Agencies' homeland security spending may bolster high-tech sector

Innovative homeland security products could enable some investors to buck the downward trend in the general high-tech sector, several venture capitalists said Tuesday.

"I contend that security investments are holding their own and are escalating," Michelle Kraus, founder of Accelerator Group, said during a conference sponsored by the Council of Security and Strategic Technology Organizations.

Kraus, who moderated a panel discussion on security-investment trends and opportunities, said "investments are being made every day" in firewalls, authentication technology, routers and other technology products that could help protect critical infrastructures and information networks.

Other promising investments opportunities include scanning devices, detection systems and information management applications, Kraus said.

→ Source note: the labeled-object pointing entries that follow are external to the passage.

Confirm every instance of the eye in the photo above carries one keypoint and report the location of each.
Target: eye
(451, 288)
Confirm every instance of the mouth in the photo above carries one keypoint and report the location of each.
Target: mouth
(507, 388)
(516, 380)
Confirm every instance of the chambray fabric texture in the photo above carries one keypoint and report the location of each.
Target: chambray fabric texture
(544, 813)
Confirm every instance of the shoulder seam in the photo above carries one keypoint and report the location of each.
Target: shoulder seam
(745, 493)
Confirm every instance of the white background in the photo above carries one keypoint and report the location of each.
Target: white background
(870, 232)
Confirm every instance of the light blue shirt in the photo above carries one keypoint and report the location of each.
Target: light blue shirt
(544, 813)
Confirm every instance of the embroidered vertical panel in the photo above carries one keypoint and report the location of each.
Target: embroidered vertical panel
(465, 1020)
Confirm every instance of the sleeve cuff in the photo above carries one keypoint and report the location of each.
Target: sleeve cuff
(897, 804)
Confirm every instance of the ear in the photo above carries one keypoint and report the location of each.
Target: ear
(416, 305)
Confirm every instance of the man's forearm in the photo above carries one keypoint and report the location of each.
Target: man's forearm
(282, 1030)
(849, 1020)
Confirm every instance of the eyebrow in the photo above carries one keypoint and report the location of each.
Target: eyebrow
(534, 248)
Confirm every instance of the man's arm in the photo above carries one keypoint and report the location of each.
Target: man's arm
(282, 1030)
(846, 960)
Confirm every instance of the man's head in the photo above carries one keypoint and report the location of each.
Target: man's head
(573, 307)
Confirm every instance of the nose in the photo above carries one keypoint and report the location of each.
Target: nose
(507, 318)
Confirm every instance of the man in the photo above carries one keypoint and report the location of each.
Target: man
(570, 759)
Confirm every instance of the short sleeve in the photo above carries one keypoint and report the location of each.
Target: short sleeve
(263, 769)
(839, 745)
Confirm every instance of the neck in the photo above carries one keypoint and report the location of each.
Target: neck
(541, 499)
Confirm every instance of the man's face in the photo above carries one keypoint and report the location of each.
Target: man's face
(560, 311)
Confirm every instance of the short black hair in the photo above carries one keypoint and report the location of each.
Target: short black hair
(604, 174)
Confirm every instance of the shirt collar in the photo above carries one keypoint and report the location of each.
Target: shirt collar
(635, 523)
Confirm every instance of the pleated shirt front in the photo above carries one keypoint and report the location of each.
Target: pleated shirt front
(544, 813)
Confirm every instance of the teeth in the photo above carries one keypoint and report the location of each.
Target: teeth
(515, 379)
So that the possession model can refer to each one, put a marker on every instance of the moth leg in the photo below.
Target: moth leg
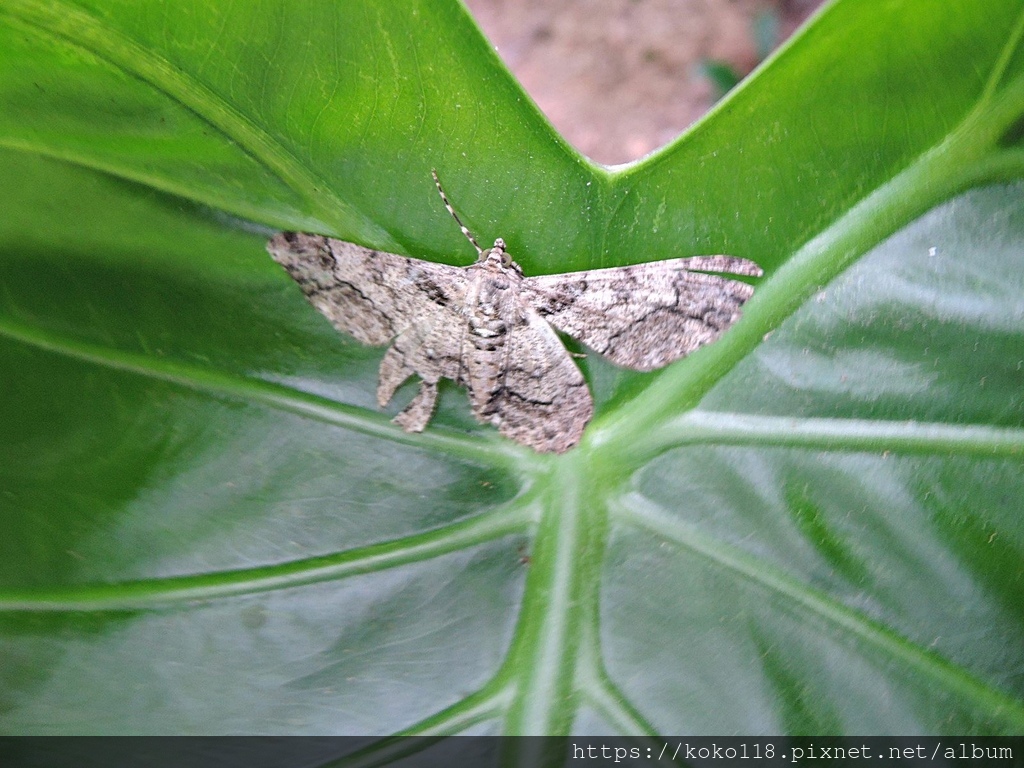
(392, 374)
(417, 414)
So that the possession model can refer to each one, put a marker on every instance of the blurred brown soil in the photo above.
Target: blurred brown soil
(620, 78)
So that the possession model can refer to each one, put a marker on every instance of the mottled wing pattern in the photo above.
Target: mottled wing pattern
(377, 297)
(531, 390)
(372, 295)
(644, 316)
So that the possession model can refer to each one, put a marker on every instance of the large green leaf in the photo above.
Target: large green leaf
(813, 525)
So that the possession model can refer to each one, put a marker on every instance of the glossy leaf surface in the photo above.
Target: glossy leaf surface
(812, 526)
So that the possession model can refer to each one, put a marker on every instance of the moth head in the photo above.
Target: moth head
(498, 255)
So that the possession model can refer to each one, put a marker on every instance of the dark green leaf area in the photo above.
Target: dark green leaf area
(801, 671)
(300, 660)
(863, 542)
(928, 327)
(148, 409)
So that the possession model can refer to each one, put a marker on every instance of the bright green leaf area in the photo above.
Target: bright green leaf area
(813, 525)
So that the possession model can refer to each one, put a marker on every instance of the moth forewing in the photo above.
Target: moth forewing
(486, 327)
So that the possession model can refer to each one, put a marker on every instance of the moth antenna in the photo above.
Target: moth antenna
(465, 229)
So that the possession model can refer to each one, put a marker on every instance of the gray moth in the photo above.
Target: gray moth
(492, 330)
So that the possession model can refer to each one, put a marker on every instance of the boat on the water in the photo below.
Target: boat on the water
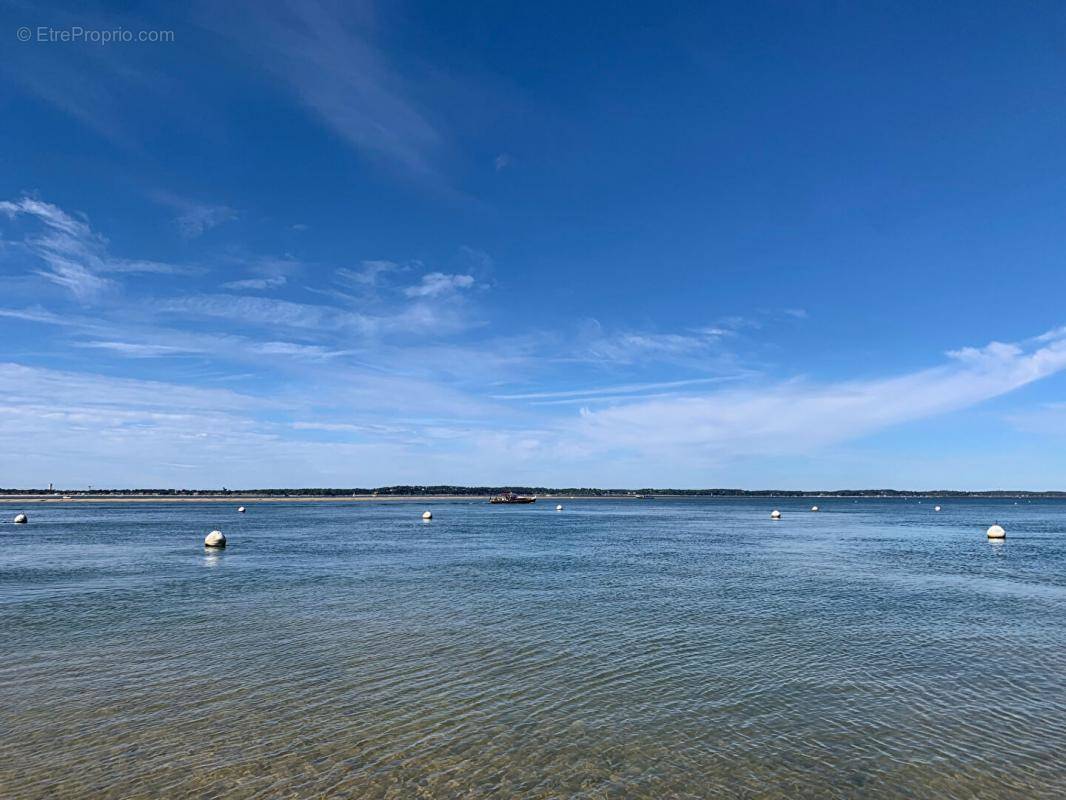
(511, 498)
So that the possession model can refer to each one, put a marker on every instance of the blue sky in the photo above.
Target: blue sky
(747, 244)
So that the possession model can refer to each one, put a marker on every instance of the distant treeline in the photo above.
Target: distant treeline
(482, 491)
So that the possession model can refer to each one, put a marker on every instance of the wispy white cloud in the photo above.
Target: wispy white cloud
(435, 284)
(616, 392)
(194, 219)
(70, 253)
(798, 416)
(370, 272)
(322, 51)
(257, 283)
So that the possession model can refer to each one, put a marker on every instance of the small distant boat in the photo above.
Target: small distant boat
(511, 498)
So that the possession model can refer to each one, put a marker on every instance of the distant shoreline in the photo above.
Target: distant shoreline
(31, 496)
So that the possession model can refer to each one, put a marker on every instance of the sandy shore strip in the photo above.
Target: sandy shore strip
(246, 499)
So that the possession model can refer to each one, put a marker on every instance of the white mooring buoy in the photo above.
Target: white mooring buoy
(214, 539)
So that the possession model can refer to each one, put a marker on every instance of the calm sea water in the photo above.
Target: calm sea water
(616, 649)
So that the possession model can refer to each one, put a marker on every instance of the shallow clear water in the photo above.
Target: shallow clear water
(616, 649)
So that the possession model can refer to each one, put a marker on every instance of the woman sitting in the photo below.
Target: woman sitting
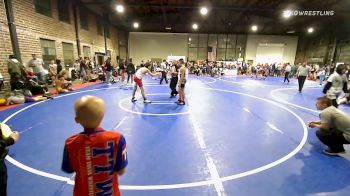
(62, 85)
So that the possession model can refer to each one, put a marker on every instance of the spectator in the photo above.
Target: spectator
(336, 83)
(130, 69)
(97, 156)
(37, 65)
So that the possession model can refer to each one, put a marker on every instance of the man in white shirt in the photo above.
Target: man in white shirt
(336, 83)
(287, 71)
(138, 82)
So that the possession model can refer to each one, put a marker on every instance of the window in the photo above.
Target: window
(63, 11)
(109, 53)
(99, 25)
(107, 31)
(84, 23)
(202, 53)
(48, 50)
(43, 7)
(213, 40)
(203, 40)
(68, 56)
(193, 40)
(222, 39)
(86, 51)
(192, 54)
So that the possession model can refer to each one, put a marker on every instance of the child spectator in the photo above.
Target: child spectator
(97, 156)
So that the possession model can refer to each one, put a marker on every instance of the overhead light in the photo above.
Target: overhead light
(120, 8)
(310, 30)
(204, 11)
(136, 25)
(254, 28)
(287, 13)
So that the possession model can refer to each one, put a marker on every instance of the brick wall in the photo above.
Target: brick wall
(5, 43)
(32, 26)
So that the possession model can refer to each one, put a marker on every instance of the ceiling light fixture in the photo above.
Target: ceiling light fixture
(120, 8)
(204, 11)
(287, 14)
(136, 25)
(254, 28)
(310, 30)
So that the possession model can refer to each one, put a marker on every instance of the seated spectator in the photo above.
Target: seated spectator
(19, 97)
(53, 71)
(62, 85)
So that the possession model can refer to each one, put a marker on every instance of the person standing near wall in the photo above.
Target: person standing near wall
(287, 71)
(130, 69)
(109, 70)
(38, 69)
(302, 73)
(336, 83)
(182, 82)
(174, 79)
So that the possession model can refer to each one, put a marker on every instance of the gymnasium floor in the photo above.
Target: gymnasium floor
(234, 136)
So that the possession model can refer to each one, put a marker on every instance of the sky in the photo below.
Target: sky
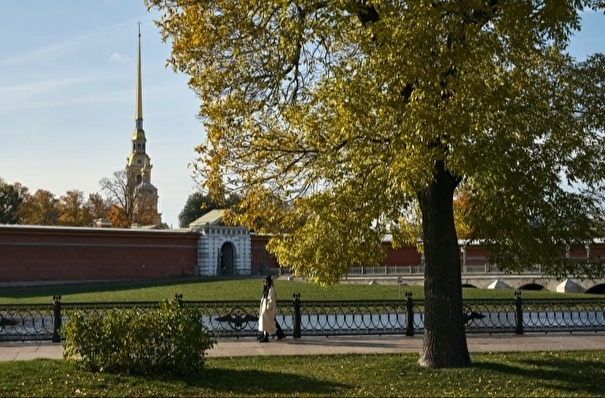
(67, 97)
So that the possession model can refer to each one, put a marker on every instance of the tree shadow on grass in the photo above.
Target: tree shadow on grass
(243, 382)
(577, 376)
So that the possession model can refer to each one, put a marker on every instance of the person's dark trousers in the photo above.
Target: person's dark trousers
(279, 333)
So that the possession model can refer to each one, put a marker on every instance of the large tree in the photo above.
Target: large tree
(129, 202)
(39, 209)
(11, 197)
(332, 119)
(73, 209)
(199, 203)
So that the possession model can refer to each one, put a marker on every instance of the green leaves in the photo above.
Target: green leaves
(169, 339)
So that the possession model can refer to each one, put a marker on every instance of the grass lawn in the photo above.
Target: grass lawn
(537, 374)
(235, 289)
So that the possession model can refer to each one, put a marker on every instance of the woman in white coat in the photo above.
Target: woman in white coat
(266, 318)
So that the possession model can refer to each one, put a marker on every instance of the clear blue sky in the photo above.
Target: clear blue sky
(67, 96)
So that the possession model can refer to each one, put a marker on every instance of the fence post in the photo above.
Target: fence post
(518, 313)
(56, 318)
(409, 314)
(296, 321)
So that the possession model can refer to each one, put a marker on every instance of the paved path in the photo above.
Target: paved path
(346, 345)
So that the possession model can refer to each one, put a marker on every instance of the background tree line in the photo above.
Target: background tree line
(114, 203)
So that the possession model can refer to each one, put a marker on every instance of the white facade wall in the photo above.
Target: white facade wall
(211, 240)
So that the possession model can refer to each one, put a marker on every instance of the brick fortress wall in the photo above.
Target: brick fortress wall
(40, 254)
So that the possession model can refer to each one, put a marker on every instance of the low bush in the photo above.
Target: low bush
(171, 338)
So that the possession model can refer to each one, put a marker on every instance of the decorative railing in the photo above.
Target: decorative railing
(298, 318)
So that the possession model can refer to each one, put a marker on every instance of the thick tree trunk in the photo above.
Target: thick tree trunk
(444, 336)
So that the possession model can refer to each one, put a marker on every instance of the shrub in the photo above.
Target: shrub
(171, 338)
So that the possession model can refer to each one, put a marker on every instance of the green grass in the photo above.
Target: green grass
(234, 289)
(539, 374)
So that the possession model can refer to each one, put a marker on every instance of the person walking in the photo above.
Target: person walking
(267, 323)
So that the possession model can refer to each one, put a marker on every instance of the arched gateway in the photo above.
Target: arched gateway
(222, 250)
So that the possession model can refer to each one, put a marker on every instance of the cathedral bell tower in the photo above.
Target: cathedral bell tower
(138, 163)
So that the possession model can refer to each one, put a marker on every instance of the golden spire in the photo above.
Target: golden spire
(138, 113)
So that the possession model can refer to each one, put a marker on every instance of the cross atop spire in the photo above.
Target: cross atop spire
(138, 114)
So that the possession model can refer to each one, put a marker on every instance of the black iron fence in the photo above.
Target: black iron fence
(298, 318)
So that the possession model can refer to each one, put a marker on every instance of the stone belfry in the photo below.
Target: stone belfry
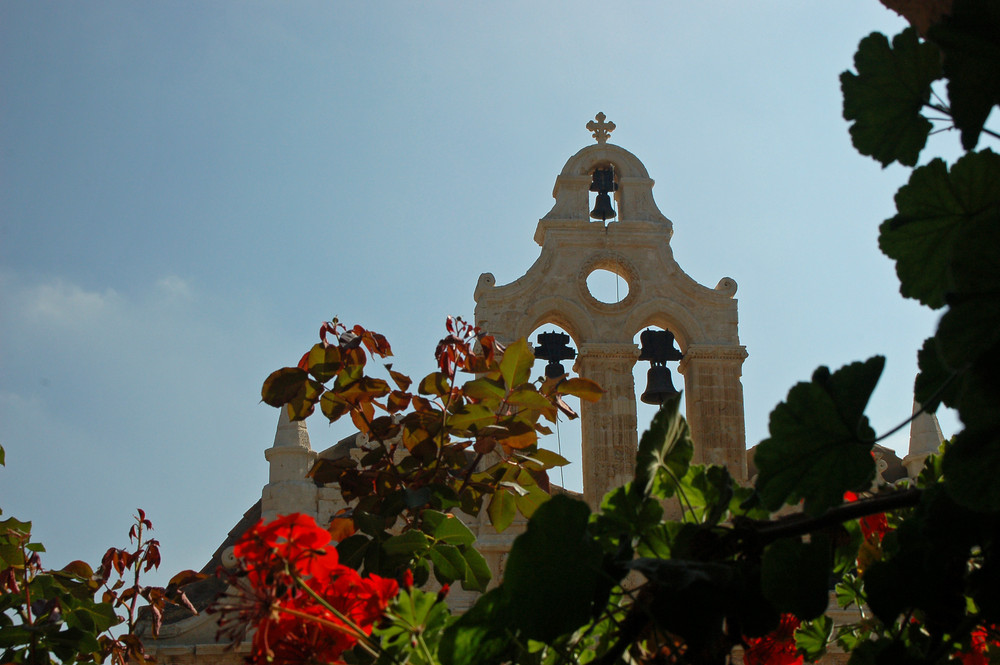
(636, 247)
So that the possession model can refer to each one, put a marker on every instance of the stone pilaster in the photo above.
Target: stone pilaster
(609, 428)
(290, 458)
(714, 403)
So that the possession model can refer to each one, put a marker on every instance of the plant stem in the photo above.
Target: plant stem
(800, 525)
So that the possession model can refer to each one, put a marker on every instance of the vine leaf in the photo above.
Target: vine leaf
(968, 39)
(795, 576)
(554, 563)
(665, 452)
(936, 208)
(885, 97)
(820, 443)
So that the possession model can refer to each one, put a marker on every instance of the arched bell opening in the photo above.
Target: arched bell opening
(555, 354)
(655, 373)
(603, 200)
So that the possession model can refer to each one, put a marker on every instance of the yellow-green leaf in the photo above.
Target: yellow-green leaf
(435, 383)
(324, 362)
(515, 367)
(585, 389)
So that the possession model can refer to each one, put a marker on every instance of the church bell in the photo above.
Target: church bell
(658, 348)
(553, 346)
(603, 182)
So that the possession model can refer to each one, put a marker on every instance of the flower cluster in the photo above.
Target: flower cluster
(775, 648)
(305, 605)
(873, 527)
(981, 640)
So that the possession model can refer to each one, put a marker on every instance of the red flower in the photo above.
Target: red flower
(280, 564)
(979, 643)
(775, 648)
(873, 527)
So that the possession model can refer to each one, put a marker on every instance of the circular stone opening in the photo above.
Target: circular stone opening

She also pointed to wireless and handheld devices as a "burgeoning area" for security investments.

"The bottom line is, there are opportunities for investment in security technologies and services," Kraus said. "There's money being spent in these areas."

Since the Sept. 11, 2001, terrorist attacks there have been 66 mergers and acquisitions involving companies that are developing homeland security technologies, according to Richard Phillips, vice president of Houlihan Lokey Howard & Zukin, a Los Angeles-based investment firm.

"This is where the dollars are flowing," Phillips said. "This is one of the few industries where we're actually seeing an active market [for initial public offerings of stock]. And the IPOs have, for the most part, performed extremely well."

But Kraus cautioned that the security markets are large and diversified, without a clear leader. "The question is, how do you decide which companies [to fund]?" she told potential investors. "Choose carefully as you go forward-because there's going to be a lot of consolidation."

Private venture-capital firms are not alone in their careful quest for promising security technologies. Small startup companies that might not appear on the larger firms' radar screens-and have never done business with the government-might find a potential investor in In-Q-Tel, a strategic venture-capital arm of the CIA that serves as a "catalyst" for emerging technologies.

"We're on the lookout for interesting technologies that could help solve agency problems, and we've got money to spend," said Kim Cook, In-Q-Tel's director of Technology Assessments. "Typically, we're looking at early-stage companies with commercial technologies that are of value to the agency."

Cook said other federal agencies have shown "great interest" in adopting the In-Q-Tel model. She said the Army, for example, recently issued a broad agency announcement to hire a venture capital-type firm to speed development of technologies to meet the Army's specific needs.

Cook said she expects that trend to continue within the Defense Department and the proposed Homeland Security Department. "But it's not a one-size-fits-all approach," she said. "Different agencies have different needs."